Goodman takes us through a comprehensive tour of extreme domestic terrorism, including the standoffs that killed Bob Matthews, founder of The Order, the botched raids at Ruby Ridge, and eventually, the key confrontation animating white extremists in the early 1990’s: the Branch Davidian confrontation outside Waco, TX.
The Branch Davidians were an offshoot of the 7th Day Adventists who had been around for 50 years before a charismatic leader named David Koresh hypnotized them with prophecies of the end of the world and withdrew them within the walls of that compound. When the ATF got word of illegal weapons moving in and out of the Davidian compound, they moved in, too hard, too fast.

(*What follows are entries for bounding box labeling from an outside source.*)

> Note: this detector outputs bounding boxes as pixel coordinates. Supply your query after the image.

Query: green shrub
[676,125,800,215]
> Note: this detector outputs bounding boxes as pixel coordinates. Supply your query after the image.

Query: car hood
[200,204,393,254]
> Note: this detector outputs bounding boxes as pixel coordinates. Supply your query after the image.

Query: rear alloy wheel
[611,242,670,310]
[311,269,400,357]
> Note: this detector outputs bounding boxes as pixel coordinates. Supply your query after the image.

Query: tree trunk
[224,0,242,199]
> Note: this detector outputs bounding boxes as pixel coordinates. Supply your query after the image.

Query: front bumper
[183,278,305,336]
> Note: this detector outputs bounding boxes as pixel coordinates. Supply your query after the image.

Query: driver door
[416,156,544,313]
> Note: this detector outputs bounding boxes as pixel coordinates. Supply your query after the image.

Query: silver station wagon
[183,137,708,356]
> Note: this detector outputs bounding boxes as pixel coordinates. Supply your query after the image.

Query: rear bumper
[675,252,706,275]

They were fired upon almost immediately and retreated in disorder. The ensuing standoff became a pilgrimage site for folks like Timothy McVeigh, a veteran whose story we learn in bits and pieces throughout the documentary, as his personal wanderings and musings intersect with the larger story of the white supremacist movement. By 1993, McVeigh was struggling to make it outside the service. He made his living selling The Turner Diaries and other racist paraphernalia at gun shows across the country. Ironically, the Davidians were not white supremacists, but they became a cause célèbre because they preached one of the same messages: the government is coming for us and our guns. The Waco standoff lasted for 51 days.

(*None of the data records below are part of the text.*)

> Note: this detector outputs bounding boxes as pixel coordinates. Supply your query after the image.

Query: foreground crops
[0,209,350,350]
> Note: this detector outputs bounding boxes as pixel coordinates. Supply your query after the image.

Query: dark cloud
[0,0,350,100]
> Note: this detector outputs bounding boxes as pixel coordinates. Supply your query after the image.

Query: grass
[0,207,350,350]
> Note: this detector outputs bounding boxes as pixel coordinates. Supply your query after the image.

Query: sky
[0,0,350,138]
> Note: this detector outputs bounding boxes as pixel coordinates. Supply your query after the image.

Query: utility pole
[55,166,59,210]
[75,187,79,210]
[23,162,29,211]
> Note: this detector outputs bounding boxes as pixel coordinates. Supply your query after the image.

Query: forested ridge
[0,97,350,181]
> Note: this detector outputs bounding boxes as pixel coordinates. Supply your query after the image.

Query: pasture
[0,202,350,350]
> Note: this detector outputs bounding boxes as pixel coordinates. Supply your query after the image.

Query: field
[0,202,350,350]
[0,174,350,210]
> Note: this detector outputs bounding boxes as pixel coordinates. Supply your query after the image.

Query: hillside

The standoff ended when the FBI went in to tear down the walls of the compound, even as Koresh and others had been spreading fuel around the compound. Listening stations spread around the compound picked up the sound of this plan, but it wasn’t processed by the FBI before the entire compound was in flames. The hard right immediately turned the incident into propaganda, using by now familiar methods: espousing invented theories that take it for granted that the government was trying to cover up evidence of the true events of the massacre, which they consider to be a crime against the people (9/11 didn’t invent truthers, they’ve been with us for a long time). The Brady Bill was signed almost immediately afterward, convincing McVeigh and many others that there was an undeclared war on Christians with guns. By the end of 1993 there was a huge underground preaching armed resistance to the federal government.
Goodman finishes his documentary with the story of McVeigh’s careless bomb making and his uneasy confederates as well as the manhunt, including the largest investigation in history, that swiftly caught up with McVeigh, who has since been executed. The documentary is workmanlike and doesn’t use any uncommon or unconventional methods to tell the story, but Goodman’s work is alive with an urgent sense of the connection between history and the current moment. In the end, Goodman argues, Timothy McVeigh was not the real perpetrator in Oklahoma City: it lays at the feet of the movement that spawned him. A movement that now has an avatar or two in the White House to go with the 500 militant white supremacist groups currently active in the United States. Goodman attempts at consolation, coming from one of the first responders in OKC, ring much more feebly than his clarion warnings. “I hope that love is stronger than any terrorist attack,” remains a noble sentiment, though, and one that we will need to cling to in the days ahead.
The AFI in Silver Spring is hosting special screenings of OKLAHOMA CITY on February 4th and 5th. Airing on your local PBS affiliate on February 7th.